さらに11月3日には、Y CombinatorでアクセラレートされていたCourtyardが$7Mの調達を実施しました。CourtyardもAZUKIと同じようにNFTとリアルアセットを紐付けることで、プロダクトの新しい流通のあり方を実現しようとするサービスです。
これらのプロダクトは、どちらもリアルアセットをNFTと紐付けて取引の流動性を高めたり、デジタルコレクションとしてコミュニケーションを促したりすることに取り組んでいますが、それぞれの取り組みの力点は大きく異なっています。
後程それぞれについて説明しますが、
・AZUKIは、リアルアセットとNFTの紐付けに力点があり、
・Courtyardは、NFT化したリアルアセットの保証に力点があるようにみえます。
NFTがデプロイされているブロックチェーンから、ブロックチェーンの外側にあるモノを参照するか、またどのように信用を保証するかという問いは、今回のAZUKIによるPBTやCourtyardによるリアルアセットの保障の取り組みに始まったことではなく、広くはオラクル問題として語られてきた取り組みと言えるでしょう。
本記事では、リアルアセットとNFTの紐付けを行う各プロダクトの取り組みを概観しつつ、それらに関わる技術、管理する上での課題について整理します。
【PBT】AZUKIによるリアルアセットとNFTの紐づけについて
AZUKI Physical Backed Token and Golden Skate Board
リリース:2022年10月17日
公式記事:https://www.azuki.com/updates/pbt
twitter:https://twitter.com/AzukiOfficial
AzukiはプロダクトとNFTを紐づけるためのトークン規格『Physical Backed Token』と物理チップ『BEAN Chip』をセットで発表しました。
PBTとは、ブロックチェーン上のデジタルトークン(NFT)を、現実世界のリアルアセット(製品)と結びつけるためのオープンソースのトークン規格です。これまでNFTとリアルアセットを紐づける場合、各事業者による中央集権的なデータベースやサーバーに依存していましたが、PBTはトークン規格と合わせて物理チップ「BEAN Chip」を提案することで分散的な紐付けを実現しようとしています。
PBTとの紐付けが可能なチップはBEAN Chipだけではなく、以下の要件を満たしていれば利用可能なようです。
- ECDSA secp256k1 非対称鍵ペアを安全に生成・保管する機能
- 非対称鍵ペアの秘密鍵からメッセージに署名する機能
- 非対称鍵ペアの公開鍵のみを取り出すことができる(秘密鍵は取り出せない)
これによって、PBTを転送する際にリアルアセットの所有が求められ、Scan to Own機能によって署名されることで初めてPBTの転送が可能となります。

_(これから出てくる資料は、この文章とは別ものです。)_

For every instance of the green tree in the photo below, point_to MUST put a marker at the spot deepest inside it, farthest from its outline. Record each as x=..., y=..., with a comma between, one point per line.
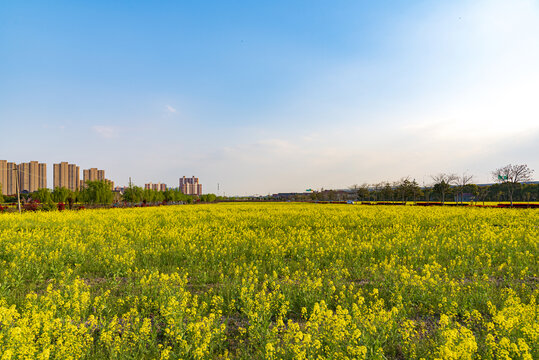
x=511, y=176
x=61, y=194
x=43, y=195
x=133, y=194
x=97, y=192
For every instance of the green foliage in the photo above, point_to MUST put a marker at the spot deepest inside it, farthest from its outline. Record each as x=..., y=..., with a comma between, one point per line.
x=61, y=194
x=133, y=194
x=96, y=192
x=43, y=195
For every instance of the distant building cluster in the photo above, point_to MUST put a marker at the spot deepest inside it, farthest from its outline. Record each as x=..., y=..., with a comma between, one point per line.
x=29, y=176
x=156, y=187
x=32, y=176
x=190, y=186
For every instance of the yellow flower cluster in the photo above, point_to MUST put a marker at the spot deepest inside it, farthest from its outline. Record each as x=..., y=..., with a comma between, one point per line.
x=270, y=281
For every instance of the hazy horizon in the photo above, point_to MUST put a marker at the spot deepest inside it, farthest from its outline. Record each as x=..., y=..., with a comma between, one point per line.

つまり、現物の移転とPBTの移転が同期するような仕組みを実現しています。
より詳しく言えば、以上の要件を満たしたチップを用いることで、
- 各NFTと物理チップとリンクされる
- NFTはチップによる署名が実行された場合のみ譲渡可能
詳細は、PBTの公式サイトおよびリポジトリを参照することをおすすめします。
PBTと物理チップを組み合わせて利用することで、製品ライフサイクルにまたがってリアルアセットとNFTを紐づけることができるようになっているわけです。

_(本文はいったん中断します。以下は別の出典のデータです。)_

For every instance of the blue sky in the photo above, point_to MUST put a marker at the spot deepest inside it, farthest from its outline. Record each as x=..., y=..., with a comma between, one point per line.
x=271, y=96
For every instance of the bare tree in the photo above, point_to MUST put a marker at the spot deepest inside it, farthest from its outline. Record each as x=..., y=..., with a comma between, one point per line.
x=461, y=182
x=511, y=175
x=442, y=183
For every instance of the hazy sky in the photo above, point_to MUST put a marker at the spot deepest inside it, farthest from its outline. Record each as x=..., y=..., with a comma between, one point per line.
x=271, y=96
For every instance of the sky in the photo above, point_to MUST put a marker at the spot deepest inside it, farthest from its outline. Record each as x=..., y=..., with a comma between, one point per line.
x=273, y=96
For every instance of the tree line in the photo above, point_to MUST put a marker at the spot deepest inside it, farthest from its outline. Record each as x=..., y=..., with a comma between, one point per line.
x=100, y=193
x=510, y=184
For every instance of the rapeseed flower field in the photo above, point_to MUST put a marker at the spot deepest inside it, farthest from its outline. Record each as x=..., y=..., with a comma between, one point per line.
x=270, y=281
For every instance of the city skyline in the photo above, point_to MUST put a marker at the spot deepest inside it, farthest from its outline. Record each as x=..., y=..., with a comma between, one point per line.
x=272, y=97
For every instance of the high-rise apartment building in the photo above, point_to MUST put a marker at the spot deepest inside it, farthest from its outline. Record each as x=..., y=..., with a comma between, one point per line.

しかし、製品にどのようにチップを埋め込むかについては依然として慎重に検討されるべきだと筆者は考えます。
今回のスケートボードの場合は、内部に埋め込まれているため破壊しなければチップを取り出すことができないため比較的成立していると考えられますが、これには製品自体に求められる要件(素材、強度、復元の容易性など)も関係してくるためです。

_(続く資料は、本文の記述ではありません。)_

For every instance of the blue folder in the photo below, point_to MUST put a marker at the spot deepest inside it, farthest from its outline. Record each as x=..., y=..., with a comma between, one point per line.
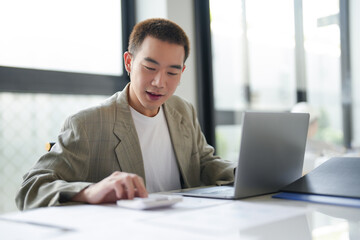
x=337, y=181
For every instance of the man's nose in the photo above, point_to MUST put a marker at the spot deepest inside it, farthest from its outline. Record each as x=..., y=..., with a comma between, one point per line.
x=159, y=79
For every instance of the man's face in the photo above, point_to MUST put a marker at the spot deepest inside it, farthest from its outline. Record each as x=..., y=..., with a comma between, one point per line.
x=155, y=73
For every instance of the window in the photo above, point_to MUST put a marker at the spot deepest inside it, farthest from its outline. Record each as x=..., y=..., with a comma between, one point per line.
x=269, y=55
x=71, y=48
x=63, y=46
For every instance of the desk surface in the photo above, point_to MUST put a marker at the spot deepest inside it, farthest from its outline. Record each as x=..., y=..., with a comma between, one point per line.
x=194, y=218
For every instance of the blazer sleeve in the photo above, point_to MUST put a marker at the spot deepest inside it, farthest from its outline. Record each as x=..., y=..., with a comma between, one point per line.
x=60, y=174
x=214, y=170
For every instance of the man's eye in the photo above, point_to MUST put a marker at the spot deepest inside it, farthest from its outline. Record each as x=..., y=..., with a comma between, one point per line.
x=149, y=68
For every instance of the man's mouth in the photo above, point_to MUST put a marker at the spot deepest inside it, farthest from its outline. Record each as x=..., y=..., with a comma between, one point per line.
x=154, y=96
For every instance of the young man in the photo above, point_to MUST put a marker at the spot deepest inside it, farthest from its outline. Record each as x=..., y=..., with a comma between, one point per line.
x=140, y=135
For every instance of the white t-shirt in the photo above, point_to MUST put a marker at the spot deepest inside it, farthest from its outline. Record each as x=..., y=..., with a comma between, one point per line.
x=161, y=169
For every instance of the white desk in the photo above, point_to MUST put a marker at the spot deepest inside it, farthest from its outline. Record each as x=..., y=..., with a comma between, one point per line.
x=194, y=218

【PBT】CourtyardによるリアルアセットのNFT化と保障について
Courtyard
リリース:2022年10月23日
Medium:https://medium.com/courtyard/introducing-courtyard-398592397061
サービスページ:https://courtyard.io/
ドキュメント:https://docs.courtyard.io/courtyard/about-courtyard/what-is-courtyard
Courtyardは、リアルアセットをBrink’sが提供する保管庫に発送することでコレクショングッズをNFTとして流通させることができるサービスです。
リアルアセットとNFTを紐づける際のもう一つの課題として、誰がプロダクトの存在を保障するのかという観点がありますが、Courtyardのアプローチはこれに応える堅実なソリューションを提案しています。
AZUKIは、「プロダクトとNFTの1:1対応」と「流通状態の紐付け」が主なソリューションでしたが、Courtyardの場合はプロダクトの存在をどのように保障するかという課題に対して応えたサービスであり、そのアプローチには大規模事業者が本格的にweb3領域に参入する時代の転換を感じさせます。
冒頭で少し触れましたが、Courtyardを利用してプロダクトをNFT化したいユーザーは、Brink’sが提供する保管庫にプロダクトを発送するのですが、そのBrink’sは、世界で最も信頼できるセキュリティを誇る貴重品を専門に扱う警備輸送会社です。
発送されたプロダクトは輸送時・管理時の警備輸送はもちろん、輸送時の保険も提供しています。これにより、高額なコレクションを安全にNFT化できるというわけです。
保管庫に届いたプロダクトは、認証された後にCourtyard側で3Dスキャンされ「Connected Collectible」としてNFT化されます。プロダクトのオーナーは、NFTのクリエイター兼ホルダーとして所有権を獲得します。その後は、HODLするも販売するも自由です。もちろん二次流通におけるロイヤリティ(取引価格の1%)も獲得することができます。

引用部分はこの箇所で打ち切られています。